Willa’s eye twitches, her lips flattening as she looks around the bar. She seems like she’s all bravado and bluster, but I get the sense I just hurt her feelings. Not so much by what I said, but by what I didn’t say.
I bump my elbow back at her. “I like you too, Red. I just feel bad for Bailey. Her family is shit but she’s a sweet girl. She gets a bad rap around town.”
She rolls her eyes while staring out across the room. “You don’t like me. You tolerate me.”
I mull that over. Is that how I come off to her? I guess she has no way of knowing it’s a struggle for me to keep my eyes off her when she interacts with Luke, even harder to keep her image from popping up in my mind when I fist my cock in the shower. Both things I don’t intend to tell her, so I opt for, “The way I see it, I like you a little more every day.”

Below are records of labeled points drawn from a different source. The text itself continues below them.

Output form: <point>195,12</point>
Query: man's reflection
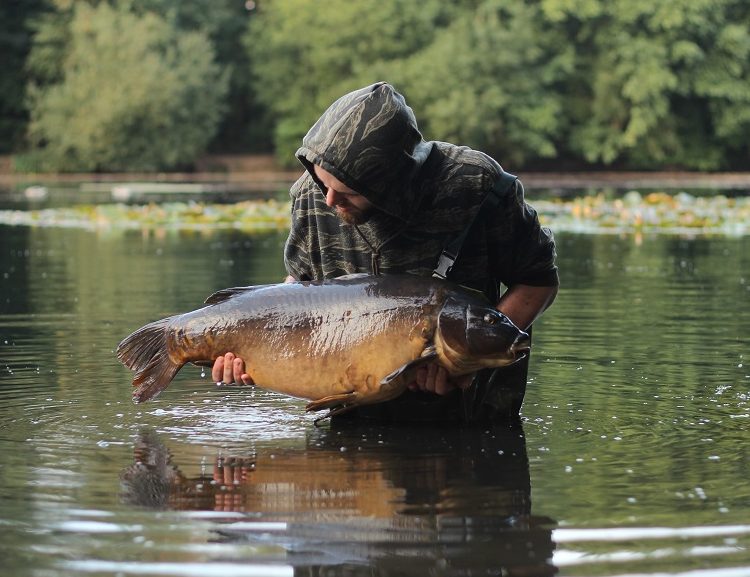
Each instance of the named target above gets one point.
<point>455,501</point>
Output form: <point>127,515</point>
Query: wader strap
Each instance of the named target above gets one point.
<point>453,249</point>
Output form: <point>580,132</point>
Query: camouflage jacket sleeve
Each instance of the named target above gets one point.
<point>531,260</point>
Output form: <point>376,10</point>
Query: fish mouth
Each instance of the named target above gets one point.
<point>520,349</point>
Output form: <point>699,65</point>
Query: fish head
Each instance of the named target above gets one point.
<point>470,337</point>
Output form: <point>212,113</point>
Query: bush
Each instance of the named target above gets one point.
<point>136,95</point>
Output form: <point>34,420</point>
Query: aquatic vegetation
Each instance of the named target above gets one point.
<point>657,212</point>
<point>252,216</point>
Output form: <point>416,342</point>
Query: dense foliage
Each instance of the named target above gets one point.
<point>136,94</point>
<point>550,83</point>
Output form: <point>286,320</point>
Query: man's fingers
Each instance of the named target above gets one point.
<point>217,371</point>
<point>228,375</point>
<point>238,369</point>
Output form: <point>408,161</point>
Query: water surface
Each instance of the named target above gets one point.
<point>631,459</point>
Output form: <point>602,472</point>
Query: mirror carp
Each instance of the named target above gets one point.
<point>340,343</point>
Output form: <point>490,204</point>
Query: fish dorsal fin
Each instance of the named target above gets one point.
<point>354,275</point>
<point>226,294</point>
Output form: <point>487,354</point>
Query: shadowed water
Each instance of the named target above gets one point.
<point>631,459</point>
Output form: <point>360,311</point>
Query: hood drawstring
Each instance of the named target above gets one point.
<point>375,260</point>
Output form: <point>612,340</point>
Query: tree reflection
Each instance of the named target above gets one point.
<point>363,498</point>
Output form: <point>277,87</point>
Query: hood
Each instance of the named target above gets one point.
<point>369,140</point>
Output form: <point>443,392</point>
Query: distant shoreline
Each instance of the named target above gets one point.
<point>256,172</point>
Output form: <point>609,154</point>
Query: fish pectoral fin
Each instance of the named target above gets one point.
<point>331,401</point>
<point>405,373</point>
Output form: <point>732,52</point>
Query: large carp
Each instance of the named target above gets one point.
<point>344,342</point>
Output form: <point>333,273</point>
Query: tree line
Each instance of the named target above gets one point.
<point>134,85</point>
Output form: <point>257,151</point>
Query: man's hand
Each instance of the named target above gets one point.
<point>432,378</point>
<point>230,369</point>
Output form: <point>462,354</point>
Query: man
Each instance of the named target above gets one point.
<point>377,198</point>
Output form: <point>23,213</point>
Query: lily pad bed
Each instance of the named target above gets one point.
<point>658,212</point>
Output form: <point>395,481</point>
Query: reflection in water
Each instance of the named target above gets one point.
<point>453,501</point>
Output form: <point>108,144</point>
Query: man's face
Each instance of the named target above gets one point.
<point>351,207</point>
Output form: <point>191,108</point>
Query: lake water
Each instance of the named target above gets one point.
<point>632,458</point>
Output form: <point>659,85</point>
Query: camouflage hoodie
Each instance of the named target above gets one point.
<point>426,193</point>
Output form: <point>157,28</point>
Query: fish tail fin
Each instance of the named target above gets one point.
<point>145,352</point>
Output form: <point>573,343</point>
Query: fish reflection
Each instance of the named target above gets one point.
<point>359,498</point>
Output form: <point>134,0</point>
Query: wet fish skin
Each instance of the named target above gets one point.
<point>340,343</point>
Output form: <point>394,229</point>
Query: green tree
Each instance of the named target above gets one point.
<point>305,54</point>
<point>491,80</point>
<point>136,94</point>
<point>15,43</point>
<point>657,83</point>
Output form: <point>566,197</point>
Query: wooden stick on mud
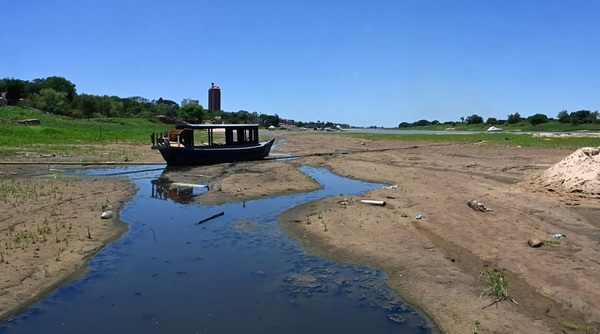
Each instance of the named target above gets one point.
<point>211,217</point>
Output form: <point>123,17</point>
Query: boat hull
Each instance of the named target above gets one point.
<point>215,154</point>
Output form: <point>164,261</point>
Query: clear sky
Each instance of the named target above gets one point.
<point>364,63</point>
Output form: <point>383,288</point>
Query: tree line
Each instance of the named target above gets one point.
<point>576,118</point>
<point>58,95</point>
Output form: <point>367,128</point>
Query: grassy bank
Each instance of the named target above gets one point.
<point>87,137</point>
<point>67,136</point>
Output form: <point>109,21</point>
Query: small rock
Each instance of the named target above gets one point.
<point>534,242</point>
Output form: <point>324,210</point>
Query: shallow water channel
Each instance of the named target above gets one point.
<point>237,273</point>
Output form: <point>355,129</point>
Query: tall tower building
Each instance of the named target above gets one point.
<point>214,97</point>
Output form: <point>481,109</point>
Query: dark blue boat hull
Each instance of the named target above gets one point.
<point>215,154</point>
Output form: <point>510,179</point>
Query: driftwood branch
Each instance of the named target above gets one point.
<point>495,302</point>
<point>211,217</point>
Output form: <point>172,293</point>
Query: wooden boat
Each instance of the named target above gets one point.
<point>223,143</point>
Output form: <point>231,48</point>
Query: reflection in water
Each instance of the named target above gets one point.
<point>164,188</point>
<point>237,273</point>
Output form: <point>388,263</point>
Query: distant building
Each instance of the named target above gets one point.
<point>189,101</point>
<point>214,97</point>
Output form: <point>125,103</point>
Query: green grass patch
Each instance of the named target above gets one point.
<point>59,130</point>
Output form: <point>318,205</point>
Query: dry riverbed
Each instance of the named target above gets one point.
<point>434,262</point>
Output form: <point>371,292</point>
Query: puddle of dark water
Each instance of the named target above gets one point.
<point>237,273</point>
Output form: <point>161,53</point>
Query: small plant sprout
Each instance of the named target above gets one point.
<point>571,326</point>
<point>105,204</point>
<point>497,287</point>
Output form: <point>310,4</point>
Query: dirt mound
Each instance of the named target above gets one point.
<point>577,175</point>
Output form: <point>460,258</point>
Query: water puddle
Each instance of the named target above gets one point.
<point>236,273</point>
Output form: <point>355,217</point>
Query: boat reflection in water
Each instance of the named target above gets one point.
<point>163,188</point>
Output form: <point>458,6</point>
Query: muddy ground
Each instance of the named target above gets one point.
<point>433,262</point>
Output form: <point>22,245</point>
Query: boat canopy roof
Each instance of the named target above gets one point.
<point>216,126</point>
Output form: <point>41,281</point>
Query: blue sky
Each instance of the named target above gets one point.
<point>362,63</point>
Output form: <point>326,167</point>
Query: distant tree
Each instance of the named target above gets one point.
<point>15,90</point>
<point>422,122</point>
<point>474,119</point>
<point>584,116</point>
<point>538,119</point>
<point>50,101</point>
<point>60,84</point>
<point>268,120</point>
<point>514,118</point>
<point>564,117</point>
<point>87,105</point>
<point>491,121</point>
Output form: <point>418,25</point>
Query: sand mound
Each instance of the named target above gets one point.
<point>578,175</point>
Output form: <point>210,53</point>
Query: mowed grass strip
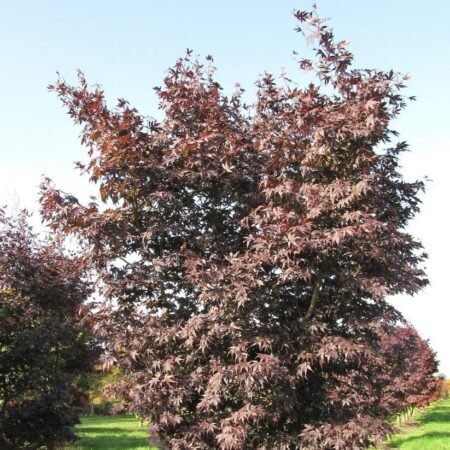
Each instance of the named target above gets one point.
<point>433,433</point>
<point>111,432</point>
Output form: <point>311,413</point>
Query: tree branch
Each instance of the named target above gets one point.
<point>314,299</point>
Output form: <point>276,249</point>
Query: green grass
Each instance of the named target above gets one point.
<point>104,433</point>
<point>433,432</point>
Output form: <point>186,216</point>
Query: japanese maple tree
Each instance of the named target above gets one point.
<point>244,254</point>
<point>42,345</point>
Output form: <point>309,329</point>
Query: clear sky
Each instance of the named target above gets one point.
<point>126,46</point>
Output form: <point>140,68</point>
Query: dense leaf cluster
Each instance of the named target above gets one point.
<point>41,346</point>
<point>245,253</point>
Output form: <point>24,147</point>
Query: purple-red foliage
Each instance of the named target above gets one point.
<point>409,367</point>
<point>42,346</point>
<point>245,254</point>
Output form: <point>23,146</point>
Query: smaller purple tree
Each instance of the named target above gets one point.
<point>42,345</point>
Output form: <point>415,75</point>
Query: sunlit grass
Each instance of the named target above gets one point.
<point>116,432</point>
<point>433,433</point>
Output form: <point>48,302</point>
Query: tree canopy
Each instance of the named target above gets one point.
<point>245,254</point>
<point>42,345</point>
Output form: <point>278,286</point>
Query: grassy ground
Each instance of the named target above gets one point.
<point>433,432</point>
<point>105,433</point>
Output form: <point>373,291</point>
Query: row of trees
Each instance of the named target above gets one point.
<point>244,256</point>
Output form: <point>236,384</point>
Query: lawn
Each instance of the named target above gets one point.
<point>433,432</point>
<point>117,432</point>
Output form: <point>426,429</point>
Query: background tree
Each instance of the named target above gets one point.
<point>411,365</point>
<point>245,254</point>
<point>42,347</point>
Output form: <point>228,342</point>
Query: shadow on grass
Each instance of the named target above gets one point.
<point>101,430</point>
<point>437,415</point>
<point>107,441</point>
<point>422,437</point>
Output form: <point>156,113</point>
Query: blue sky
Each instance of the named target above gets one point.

Because that much is true. The girl is growing on me, like a vine wrapping up around an old oak.
And for once, I’m not sure I mind.
Willa’s head turns slowly, with intent, and her eyes scour my face. I feel like I’m being analyzed, decoded—it’s fucking unnerving.
“You trying to put a spell on me, Red? Some sort of city-girl voodoo shit?”
“City girl voodoo shit?” She smiles, still staring at me hard. Amused. Glowing. She’s goddamn breathtaking. The rest of the bar fades away, and with a little shake of my head, I give her a reluctant smile and drop her gaze.
She laughs and flops back against the couch, watching Bailey approach with a tray full of drinks.
“Daddy Cade, you’re a whole lot prettier when you smile.”
I can’t help but snort. “You’re insane.” Usually a woman’s attention makes me squirm. It’s too intense. There’s too much pressure. But with Red, she toes the line of joking. Truthfully, I can’t make heads or tails of her. If nothing else, she has my attention.
She grins up at me, gently tugging at her long, straight hair. Like that’s an answer.
I’d like to tug on that hair too, is what I’m thinking when I feel a hand clamp down on my shoulder. “Cade, buddy, how are ya?”
The smile comes easily now. My high school friend, Lance Henderson, is towering over me, grinning like the fucking loon he is.
I stand, reaching out to shake his hand in a firm clap while slapping at his shoulder. It’s our kind of equivalent of a hug. “I’m doin’ alright. How about you? What brings you out this way?”
“Rodeo nearby. Thought I’d take a detour through the old stomping grounds.”
“Yeah?”
“Heck yeah.” He nods at the table. “Look at you all. The entire Eaton clan. What is this? Some sort of family reunion?”
“Nah, that’s next month.”
His eyes drop, and I catch him eyeing up Willa, who is pretending to pay attention to everyone else in the loud bar, but I can tell by the angle of her head that she’s eavesdropping. Snoopy little thing.